JAY – School Committee members have voted to readmit two high school students who were expelled in October for separate incidents. One teenager was accused of bringing drugs to school in his car, the other left a shotgun in his truck. Both vehicles were parked at Jay High School.

The students will return Jan. 22, Superintendent Robert Wall said Friday.

Following a lengthy deliberation Thursday night the panel rejected the superintendent’s recommendation not to re-admit the student expelled on a drug violation, School Committee Chairman Clint Brooks said.

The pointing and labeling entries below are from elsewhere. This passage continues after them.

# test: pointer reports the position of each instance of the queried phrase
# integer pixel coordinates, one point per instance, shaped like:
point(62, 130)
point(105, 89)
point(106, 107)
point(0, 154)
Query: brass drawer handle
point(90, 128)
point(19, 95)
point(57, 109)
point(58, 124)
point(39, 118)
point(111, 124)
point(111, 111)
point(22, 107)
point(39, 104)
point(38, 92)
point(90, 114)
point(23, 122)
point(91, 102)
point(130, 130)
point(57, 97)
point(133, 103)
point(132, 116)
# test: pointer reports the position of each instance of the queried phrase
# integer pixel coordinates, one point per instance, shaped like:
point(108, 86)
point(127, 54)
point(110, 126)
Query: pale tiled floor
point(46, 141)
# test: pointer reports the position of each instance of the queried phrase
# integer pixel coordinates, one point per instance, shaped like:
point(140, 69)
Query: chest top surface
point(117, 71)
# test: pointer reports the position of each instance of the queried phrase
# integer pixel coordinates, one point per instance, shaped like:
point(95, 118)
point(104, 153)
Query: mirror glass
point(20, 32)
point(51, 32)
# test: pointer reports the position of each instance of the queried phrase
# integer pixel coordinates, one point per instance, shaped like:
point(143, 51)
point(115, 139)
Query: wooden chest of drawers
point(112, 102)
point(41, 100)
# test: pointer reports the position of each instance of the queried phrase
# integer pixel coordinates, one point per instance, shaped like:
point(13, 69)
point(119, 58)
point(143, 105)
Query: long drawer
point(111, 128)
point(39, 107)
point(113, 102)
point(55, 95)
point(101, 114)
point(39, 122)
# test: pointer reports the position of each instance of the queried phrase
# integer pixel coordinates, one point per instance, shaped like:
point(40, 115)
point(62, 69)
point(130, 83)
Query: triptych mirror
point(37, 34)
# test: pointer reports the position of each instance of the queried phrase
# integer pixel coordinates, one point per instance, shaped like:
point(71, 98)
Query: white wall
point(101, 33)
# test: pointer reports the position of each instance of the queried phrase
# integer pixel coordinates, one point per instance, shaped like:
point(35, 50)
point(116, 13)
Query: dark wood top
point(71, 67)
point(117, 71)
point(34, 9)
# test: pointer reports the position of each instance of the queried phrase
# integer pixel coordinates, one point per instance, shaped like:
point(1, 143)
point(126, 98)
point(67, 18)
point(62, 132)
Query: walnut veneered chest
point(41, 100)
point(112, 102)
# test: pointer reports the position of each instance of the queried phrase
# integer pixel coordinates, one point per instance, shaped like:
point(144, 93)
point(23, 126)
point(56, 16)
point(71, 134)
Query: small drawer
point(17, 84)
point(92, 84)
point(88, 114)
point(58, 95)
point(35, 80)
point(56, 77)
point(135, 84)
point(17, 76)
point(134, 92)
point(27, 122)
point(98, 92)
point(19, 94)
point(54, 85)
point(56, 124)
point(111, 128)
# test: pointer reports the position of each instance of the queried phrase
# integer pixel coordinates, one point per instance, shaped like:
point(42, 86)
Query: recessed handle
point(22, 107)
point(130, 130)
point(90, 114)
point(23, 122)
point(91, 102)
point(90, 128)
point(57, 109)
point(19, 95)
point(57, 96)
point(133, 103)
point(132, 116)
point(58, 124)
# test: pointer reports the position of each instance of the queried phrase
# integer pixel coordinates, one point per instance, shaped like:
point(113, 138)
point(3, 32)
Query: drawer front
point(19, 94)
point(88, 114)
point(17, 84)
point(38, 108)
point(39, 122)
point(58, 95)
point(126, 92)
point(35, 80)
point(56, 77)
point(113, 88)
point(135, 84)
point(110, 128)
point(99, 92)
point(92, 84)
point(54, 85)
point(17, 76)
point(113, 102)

The committee did impose rigid restrictions on the student’s return, Brooks said, including the student’s transportation options, no involvement in school-sponsored events and extra-curricular activities, the process of attaining credits to meet graduation requirements, and unannounced searches of student’s pockets, backpack and so forth.

The 17-year-old boy is accused of bringing marijuana and psychedelic mushrooms to school in his vehicle Oct. 13 and faces criminal drug charges.

“The concern I had is we maintain a standard in relation to our students and the readmission we were looking at isn’t just about one student,” Wall said. “Our students are not customers and not available for people who want to distribute drugs and I thought it was too soon.”

Among the committee’s conditions for the student are that he is restricted to riding the bus to school or in a vehicle with an adult family member and must report each day to the office to subject himself to search and inspection.

The student who left the shotgun in his vehicle on Oct. 13 was re-admitted without restrictions, Wall said. He had completed satisfactory progress on his re-entry plan, he said.

The shotgun was left in the student’s locked truck after target practice and he forgot about it when he went to school on Oct. 13. Jay police discovered while they were investigating a separate matter.

He’ll start regular classes on Jan. 22 but in the meantime he’s able to access guidance staff and other supportive situations.

Brooks previously said, when the student was expelled, that he was honest and forthright about the incident and understood that the School Committee was mandated by federal and state statutes to expel him from school, but asked the superintendent to modify the expulsion in a manner that would allow him to maintain grades, allowed to request readmission later in the year and graduate with his class in June.